カメラをバージョンアップする、ということについて。それは買い替える、ということではなく、デジタルカメラのファームウェア(動作プログラム)のバージョンアップのことを言っている◆デジタルカメラは使っているうちに、それがデジタルであるかどうか、だんだん考えなくなってしまうのであるが、バージョンアップして今までなかった新機能が現れたり、電池の持ちが多少よくなったりする、そんな変化に遭遇すると、実はこれはやっぱりコンピュータなのだな、ということをふたたび認識させられてしまう。もちろん銀塩写真のカメラであってもきょうびCPUのひとつやふたつ内蔵しているのが当たり前だ。しかしその動作プログラムを(ユーザが)更新する、というような行為は今のところ寡聞にして知らぬ◆わたしの使っているKodakのDC210というデジタルカメラは、アメリカのKodak本社ページからは最新版のファームウェアが自由にダウンロードできる。これによって日付の画面書き込みができるようになったり、液晶画面のメニュー言語をドイツ語やらフランス語やらに変更できる(だからどうした、というところもあるのだが、もちろん日本語も入っている)◆ここで面白いのはメーカ側の考えるユーザ像が、日本とアメリカで明らかに違っている、という点である。つまりユーザにどこまで委ねることができるか、という境界線が、日本とアメリカではちょいと違った位置を走っているのだ◆日本のユーザはマニアと「お客さん」ばかりで真ん中がない。徹底的にいじくり回す少数のユーザがいて、一方の大多数は自分はお客さんであるからいたれりつくせりサービスせよ、とばかりに踏ん反り返っている。こういうユーザ構造だとメーカとしては「ちょっと協力してくれるとぐっと良くなるんだけどな」的情報は危なくて流せないのだ。提供したところで、何だそんなことまで客にやらせるのかよ、的なネガティブな反応が帰ってくるのが関の山だからだ。それでもバージョンアップを、という声に対しては、サービスステーション送りで何万円いただきます、みたいな対応になってしまう。

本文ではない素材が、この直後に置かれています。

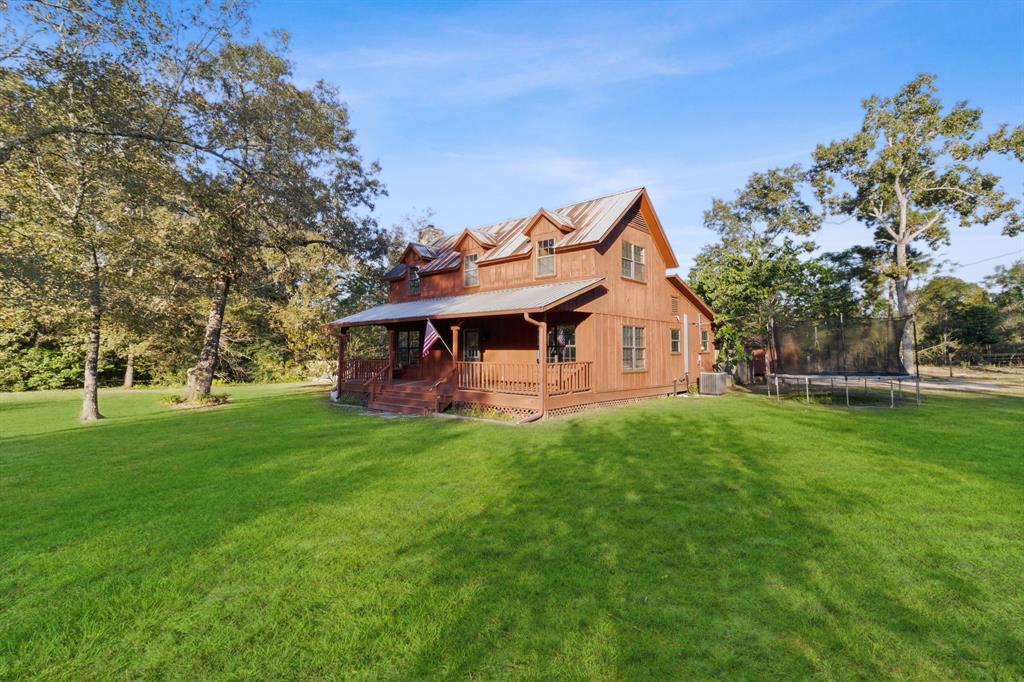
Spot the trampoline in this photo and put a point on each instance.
(861, 354)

悲しいね◆アメリカという文化の特徴のひとつは、自分で何でもやってしまうという点にある。ユーザにも「あなたのリスクでやってね、保証はしないけど良くなるよ」と割り切って何でもやらせてくれるようなノリがある。わたしとしては全面的にこちらの方が好ましい。責任は自分で負うから、もっと自由にやらせていただきたいのである◆もちろんこの文化の延長線上には、他人の家の庭先に好き勝手に巡航ミサイルを打ち込んで「正義の味方」を決め込むような厄介な顔も見えてしまうのであるが。